SAN FRANCISCO (Reuters) – Ride-hailing company Uber Technologies Inc [UBER.UL] said on Monday it has agreed to buy electric bicycle service JUMP Bikes, allowing Uber to offer U.S. passengers an alternative to cars and further consolidating the crowded bike-sharing industry.
JUMP is a dockless electric bike service that has rolled out in San Francisco, where it has 250 bikes, and Washington. About 100 JUMP employees will join Uber, an Uber spokeswoman said. Terms of the deal, which the spokeswoman said is expected to close in the coming weeks, were not disclosed.
The deal furthers Uber’s goal of offering “the fastest or most affordable way to get where you’re going, whether that’s in an Uber, on a bike, on the subway, or more,” said Uber Chief Executive Dara Khosrowshahi.
JUMP bikes in January integrated its service with Uber’s smartphone app in San Francisco, so that users could find one of JUMP’s bright red bicycles by opening the Uber app. The Uber spokeswoman said the company had no plans to withdraw the standalone JUMP app.
The deal signals a shift for Uber toward a wider set of transportation options in urban centers.
“We’re excited to begin our next chapter and to play a significant part in the transition of Uber to a multi-modal platform” and help “shift millions of trips from cars to bikes,” said JUMP CEO Ryan Rzepecki.
With the addition of bicycles, Uber is taking a page from the playbook of competitors such as China’s Didi Chuxing. Uber has at times lagged rivals in certain markets because it has been limited to private car-hailing.
Based in New York, JUMP started in 2010 as Social Bicycles, evolving over the past eight years from selling bikes to operating its own fleets. JUMP bikes are unlocked and locked using a smartphone app.

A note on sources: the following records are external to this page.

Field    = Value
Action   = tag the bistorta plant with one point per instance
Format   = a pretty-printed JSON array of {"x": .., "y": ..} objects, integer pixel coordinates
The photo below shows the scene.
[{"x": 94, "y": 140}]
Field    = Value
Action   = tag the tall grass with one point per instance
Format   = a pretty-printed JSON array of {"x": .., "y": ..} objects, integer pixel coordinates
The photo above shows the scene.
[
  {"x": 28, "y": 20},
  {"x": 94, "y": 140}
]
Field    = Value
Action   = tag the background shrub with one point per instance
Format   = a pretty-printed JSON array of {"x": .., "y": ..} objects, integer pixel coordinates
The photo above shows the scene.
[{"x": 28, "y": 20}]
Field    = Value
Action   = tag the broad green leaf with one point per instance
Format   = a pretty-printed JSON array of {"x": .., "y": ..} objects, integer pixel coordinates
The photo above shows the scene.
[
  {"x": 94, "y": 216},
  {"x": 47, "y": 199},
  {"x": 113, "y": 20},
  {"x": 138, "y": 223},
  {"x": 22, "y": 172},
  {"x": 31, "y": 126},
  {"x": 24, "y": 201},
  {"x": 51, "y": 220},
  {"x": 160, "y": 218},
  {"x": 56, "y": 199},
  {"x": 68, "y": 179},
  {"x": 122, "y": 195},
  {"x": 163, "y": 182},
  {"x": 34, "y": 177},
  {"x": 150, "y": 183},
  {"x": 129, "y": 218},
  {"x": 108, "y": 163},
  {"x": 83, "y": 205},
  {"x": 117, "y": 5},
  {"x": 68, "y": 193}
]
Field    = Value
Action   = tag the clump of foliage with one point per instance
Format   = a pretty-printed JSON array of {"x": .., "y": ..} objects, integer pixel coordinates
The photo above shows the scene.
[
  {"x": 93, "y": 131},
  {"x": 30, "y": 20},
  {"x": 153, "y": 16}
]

Because they are dockless, they can be left at any public bike rack, eliminating a lot of the infrastructure cost other bike-share companies incur, and their location is tracked via GPS. The company has raised about $11 million from investors.
JUMP is part of the bike-sharing craze that made its way to the United States after sweeping through China. Chinese startups Mobike and Ofo have recently entered the United States, competing with bike-share services sponsored by Citigroup Inc (C.N) and Ford Motor Co (F.N) and California-based startups such as LimeBike.
But the crowd of startups has begun to thin through acquisitions, including Didi’s deal with Bluegogo and China internet company Meituan Dianping’s purchase of Mobike.
Industry experts say more consolidation will follow in the United States, particularly as bike-sharing companies face regulatory limits on the number of bikes allowed in cities and difficulties getting Americans accustomed to pedaling instead of driving.